7 "Lasst lächelnd wenigstens ihr einen Wahn,
In dem sich Jud' und Christ und Muselmann
Vereinigen; - so einen süßen Wahn!" 
                
8 "Du kennst die Christen nicht, willst sie nicht kennen.
Ihr Stolz ist: Christen sein; nicht Menschen."
                    
9

"Sein Volk verehret ihn als Fürsten,
Doch dass es ihn den Weisen Nathan nennt
Und nicht vielmehr den Reichen, hat mich oft
Gewundert." 

                 
10

"Sperre dich, so viel du willst!
Des Himmels Wege sind des Himmels Wege." 

               
11

"Schon die Möglichkeit, mein Herz
Euch lieber zu verhüllen, macht mich zittern." 

               
12

"Dich zieht dein Vaterland:
Und meines, meines sollte mich nicht halten?"

                  
13

"Traun!
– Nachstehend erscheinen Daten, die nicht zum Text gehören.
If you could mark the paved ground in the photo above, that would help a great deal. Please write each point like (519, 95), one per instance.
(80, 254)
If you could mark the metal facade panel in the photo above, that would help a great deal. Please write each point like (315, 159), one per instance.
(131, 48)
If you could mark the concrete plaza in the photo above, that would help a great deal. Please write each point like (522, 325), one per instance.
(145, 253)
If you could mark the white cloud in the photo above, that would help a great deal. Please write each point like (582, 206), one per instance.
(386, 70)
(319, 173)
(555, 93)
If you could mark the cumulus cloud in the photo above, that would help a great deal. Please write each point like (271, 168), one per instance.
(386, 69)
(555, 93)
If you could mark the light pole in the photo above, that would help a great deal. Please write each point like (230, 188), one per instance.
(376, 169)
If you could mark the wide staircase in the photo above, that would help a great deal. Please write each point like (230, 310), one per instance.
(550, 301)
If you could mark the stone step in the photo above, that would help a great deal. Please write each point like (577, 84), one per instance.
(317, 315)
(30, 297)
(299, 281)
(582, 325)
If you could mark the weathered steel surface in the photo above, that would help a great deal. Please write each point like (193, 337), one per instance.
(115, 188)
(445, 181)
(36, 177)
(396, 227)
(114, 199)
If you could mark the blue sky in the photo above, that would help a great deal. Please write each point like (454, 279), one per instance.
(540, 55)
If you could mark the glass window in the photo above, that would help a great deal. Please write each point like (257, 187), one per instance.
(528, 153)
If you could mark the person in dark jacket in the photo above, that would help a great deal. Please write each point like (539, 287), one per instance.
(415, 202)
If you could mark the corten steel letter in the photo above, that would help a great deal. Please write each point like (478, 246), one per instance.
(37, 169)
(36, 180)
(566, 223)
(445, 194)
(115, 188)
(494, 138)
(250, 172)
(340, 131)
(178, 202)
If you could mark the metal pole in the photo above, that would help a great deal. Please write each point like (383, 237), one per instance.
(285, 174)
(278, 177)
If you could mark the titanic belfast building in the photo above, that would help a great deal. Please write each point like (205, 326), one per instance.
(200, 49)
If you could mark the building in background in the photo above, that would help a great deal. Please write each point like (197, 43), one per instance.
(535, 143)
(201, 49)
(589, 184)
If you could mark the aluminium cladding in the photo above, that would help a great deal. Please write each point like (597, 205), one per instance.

Wenn du schlecht handeln nennst,
Ein jedes Ding nach seiner Art zu brauchen." 

                
14 "Dann hoff' ich, dass auch meiner Wünsche wärmster
Soll in Erfüllung gehen."
                   
15 "Ach! die arme Frau - ich sag' dir's ja - 
Ist eine Christin; - muss aus Liebe quälen; - 
Ist eine von den Schwärmerinnen, die
Den allgemeinen, einzig wahren Weg
Nach Gott zu wissen wähnen!" 
                   
16

"Ich will
 Ja zu den Füßen dieses stolzen Mannes
Nur Gott noch einmal danken; nicht dem Manne.
Der Mann will keinen Dank"

                 
17 "Dass uns die Männer deinesgleichen doch
So gern bereden möchten, nur ihr Schwert,
Ihr Schwert habe sie so weit gebracht."
                  
18

"Die Wahrheit, die so oft 
Mich blut'ge Tränen weinen machen.""

                  
19

"Aber macht denn nur das Blut
Den Vater? nur das Blut?" 

                 
20 "Es müsste möglich sein, denselben Menschen
Zur selben Zeit zu lieben und zu hassen." 
                 
21 "Als Jud', ist er nur reich: genug für uns!"                     
22

"Nennt Ihr alles,
Was  Ihr besitzt, mit ebensoviel Rechte
das Eure?"

                 
23 "Du hast
 Mir sonst doch ganz ein ander Bild von ihm
Gemacht."
                       

           

 
   Arbeitsanregungen:
  1. Welche der vorstehenden Äußerungen stammen von Recha, Sittah und Daja?

  2. Ordnen Sie diese Textstellen in den Kontext der jeweiligen Szenen ein.

  3. Geben Sie dabei den Ort des Zitats an, z.B. III,7 und notieren Sie, an wen die Äußerung gerichtet ist.